Search code examples
c++cudaconstexprnvcc

nvcc compiler recognizes static constexpr as undefined in device code


This question is a follow-up question of this one.
It is about the nvcc compiler recognizing a static constexpr class variable as undefined in device code, if the variable is odr-used. However, I could not find a reason, why it should not work.
The error message is:

error: identifier "Tester<int> ::ONE" is undefined in device code

compiled with

nvcc -std=c++11 -ccbin=/usr/bin/g++-4.9 -arch=sm_30 main.cu

The nvcc compiler version is release 8.0, V8.0.26.
An minimal example (a shortened version of the MWE in the previous question, concentrating on this particular issue) is given by

#include <iostream>
#include <cstdlib>

#ifdef __CUDACC__
    #define HD __host__ __device__
#else
    #define HD
#endif


HD void doSomething(const int& var ) {};

template<typename T> class Tester
{
public:
    static constexpr int ONE = 1;

    HD void test()
    {
        doSomething( ONE );
    }
};
template<typename T> constexpr int Tester<T>::ONE;


int main()
{
    using t = int;

    Tester<t> tester;
    tester.test();

    return EXIT_SUCCESS;
}

The question is not about fixing this particular code (which would be done by passing var by value instead of const reference - at least the compiler does not complain any more, although it is an odr-use, isn't it?).
The question is, whether this is a bug of the nvcc compiler or if there is some good reason, why this does not work (I did not find any hints on that on the NVIDIA pages...).


Solution

  • I think this extract from the E.2.13. Const-qualified variables section of CUDA documentation explains that:

    Let 'V' denote a namespace scope variable or a class static member variable that has const qualified type and does not have execution space annotations (e.g., __device__, __constant__, __shared__). V is considered to be a host code variable.

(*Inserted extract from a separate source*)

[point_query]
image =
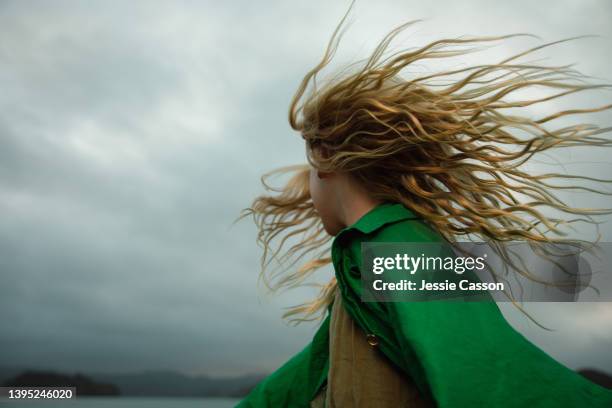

    The value of V may be directly used in device code, if:
    • V has been initialized with a constant expression before the point of use, and
    • it has one of the following types:
      • builtin floating point type except when the Microsoft compiler is used as the host compiler,
      • builtin integral type.

    Device source code cannot contain a reference to V or take the address of V.

    I think that your code is violating the last sentence - your code contains a reference.